Cut-price performance
When it came to putting our budget Intel build together, not a lot went wrong. It was pretty much plug and play. We did have a slight issue installing the eight-pin EPS power at the top of the board, but that was quickly resolved by running the cable under the motherboard itself. It’s a pretty neat fix, although admittedly not one we have to do very often. We could have perhaps dodged this entirely simply by installing the PSU with the fan facing downward, but losing that additional airflow pull-through would have been detrimental to overall temps. Perhaps, if we’d grabbed an additional 120mm fan for the front, we would have considered it, but this was the best way to run it as things stood.
The other bugbear we had to deal with was the incompatibility with the stand-offs. Yep, the Z370 HD3 is labelled as an ATX board, but it’s simply not wide enough to fit on the additional ATX stand-offs in the chassis. That’s not an issue with the case, more with the board. Even if the PCB lacked any additional features, we’d like to see a consistent size for the form factor. After all, it’s not much of a form factor if it doesn’t conform across standards, at least with the stand-offs.
The biggy with this rig is performance. Obviously, this system was going to be demolished by our budget zero-point — that’s $1,100 of kick-arse hardware, including a six-core Ryzen 5 processor, a GTX 1060, and a Samsung 960 Evo — but showing that is a good example of the price-to-performance sweet spot. It’s something that sits in the middle, between the absolute high and low ends of hardware. There’s a point where you’ll end up with diminishing returns in both directions; after all, for twice the cost, you get a hell of a lot more than twice the performance in almost all scenarios, bar computational tasks, and that’s pretty insane.

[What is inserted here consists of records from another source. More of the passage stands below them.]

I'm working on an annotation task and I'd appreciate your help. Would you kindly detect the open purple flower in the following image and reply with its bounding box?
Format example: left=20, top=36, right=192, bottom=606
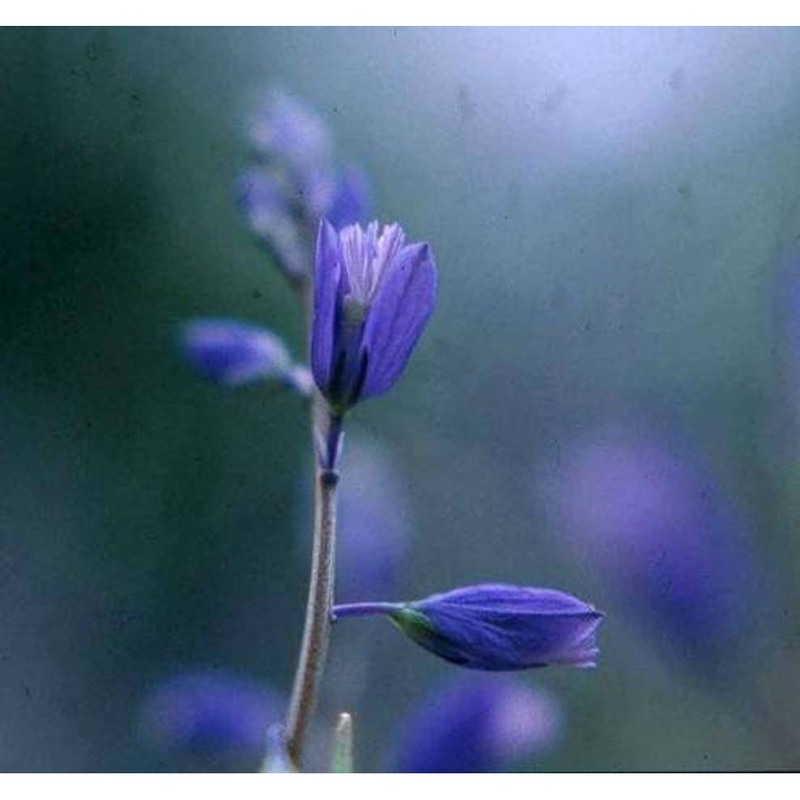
left=391, top=675, right=563, bottom=772
left=311, top=221, right=436, bottom=414
left=334, top=583, right=603, bottom=671
left=182, top=319, right=309, bottom=394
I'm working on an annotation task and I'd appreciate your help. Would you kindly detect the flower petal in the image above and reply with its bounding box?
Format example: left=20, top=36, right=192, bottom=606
left=361, top=243, right=437, bottom=398
left=311, top=220, right=342, bottom=391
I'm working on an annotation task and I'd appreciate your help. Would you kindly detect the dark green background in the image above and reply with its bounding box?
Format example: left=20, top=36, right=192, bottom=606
left=0, top=28, right=800, bottom=770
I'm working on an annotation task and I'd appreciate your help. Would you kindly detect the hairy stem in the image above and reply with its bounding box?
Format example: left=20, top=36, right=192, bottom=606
left=286, top=404, right=340, bottom=768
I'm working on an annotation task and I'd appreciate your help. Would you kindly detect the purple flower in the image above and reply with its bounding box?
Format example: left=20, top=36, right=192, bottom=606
left=250, top=92, right=332, bottom=175
left=334, top=583, right=603, bottom=671
left=236, top=93, right=370, bottom=283
left=236, top=168, right=313, bottom=281
left=140, top=669, right=282, bottom=768
left=311, top=221, right=436, bottom=414
left=182, top=319, right=309, bottom=394
left=544, top=428, right=765, bottom=660
left=391, top=675, right=562, bottom=772
left=307, top=167, right=371, bottom=230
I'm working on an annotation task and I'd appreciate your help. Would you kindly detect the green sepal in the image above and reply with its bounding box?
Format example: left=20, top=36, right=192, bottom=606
left=331, top=713, right=353, bottom=772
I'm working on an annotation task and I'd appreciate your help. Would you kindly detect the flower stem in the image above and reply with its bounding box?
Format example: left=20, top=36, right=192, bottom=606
left=331, top=603, right=402, bottom=622
left=286, top=432, right=339, bottom=768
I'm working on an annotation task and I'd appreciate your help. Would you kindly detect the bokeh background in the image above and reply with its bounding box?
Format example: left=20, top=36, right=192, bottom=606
left=0, top=28, right=800, bottom=771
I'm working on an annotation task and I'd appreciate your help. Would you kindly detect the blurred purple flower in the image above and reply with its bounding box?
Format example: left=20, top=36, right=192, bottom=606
left=545, top=429, right=763, bottom=657
left=250, top=92, right=332, bottom=175
left=139, top=669, right=283, bottom=768
left=315, top=167, right=372, bottom=230
left=236, top=93, right=370, bottom=281
left=391, top=675, right=563, bottom=772
left=182, top=319, right=310, bottom=394
left=236, top=167, right=313, bottom=280
left=311, top=222, right=436, bottom=414
left=333, top=583, right=603, bottom=671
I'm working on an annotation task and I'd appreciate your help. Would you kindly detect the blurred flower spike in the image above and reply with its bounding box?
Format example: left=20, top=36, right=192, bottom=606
left=311, top=221, right=437, bottom=415
left=391, top=675, right=563, bottom=772
left=140, top=670, right=283, bottom=769
left=544, top=427, right=770, bottom=669
left=296, top=438, right=414, bottom=601
left=236, top=93, right=371, bottom=283
left=181, top=319, right=311, bottom=395
left=334, top=584, right=603, bottom=672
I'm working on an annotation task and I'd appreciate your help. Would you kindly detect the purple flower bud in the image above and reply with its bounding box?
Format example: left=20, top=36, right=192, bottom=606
left=311, top=221, right=436, bottom=413
left=543, top=428, right=765, bottom=660
left=392, top=675, right=562, bottom=772
left=334, top=583, right=603, bottom=671
left=250, top=92, right=331, bottom=174
left=140, top=670, right=283, bottom=767
left=320, top=167, right=371, bottom=230
left=182, top=319, right=308, bottom=393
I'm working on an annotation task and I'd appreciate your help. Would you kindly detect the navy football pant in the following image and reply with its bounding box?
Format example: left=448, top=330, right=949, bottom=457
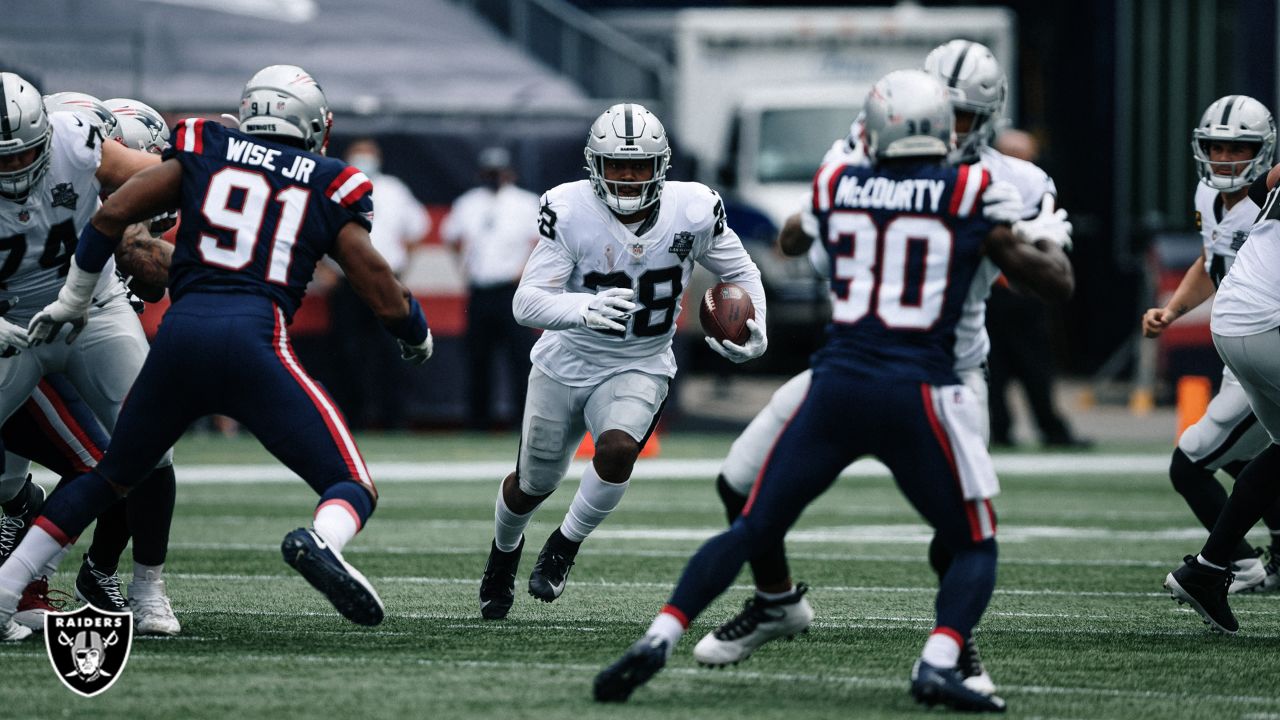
left=668, top=372, right=996, bottom=638
left=45, top=293, right=378, bottom=538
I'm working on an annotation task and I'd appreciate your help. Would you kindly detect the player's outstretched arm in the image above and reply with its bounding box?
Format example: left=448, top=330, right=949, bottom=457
left=333, top=223, right=433, bottom=363
left=984, top=224, right=1075, bottom=302
left=1142, top=254, right=1216, bottom=337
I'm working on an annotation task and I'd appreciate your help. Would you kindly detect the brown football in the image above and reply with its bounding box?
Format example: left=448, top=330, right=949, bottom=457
left=698, top=283, right=755, bottom=345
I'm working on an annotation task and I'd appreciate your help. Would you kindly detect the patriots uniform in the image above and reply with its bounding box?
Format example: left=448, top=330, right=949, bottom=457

In a similar vein, this Intel build has taught us how incredible the Ryzen proposition is. Take the APU in the AMD build on page 88 — the difference in graphical performance is staggering, especially when you’re on a budget. But even ignoring that, we’ve been referring to the Core i3-8100 as possibly the most important CPU in Intel’s latest line-up, essentially performing like a Core i5-6600K, but at a fraction of the cost. The thing is, against the Ryzen 5 1600 featured in our zero-point machine, both look like paperweights, because the 1600 nearly doubles the performance in comparison, but for the same money as that i5 today.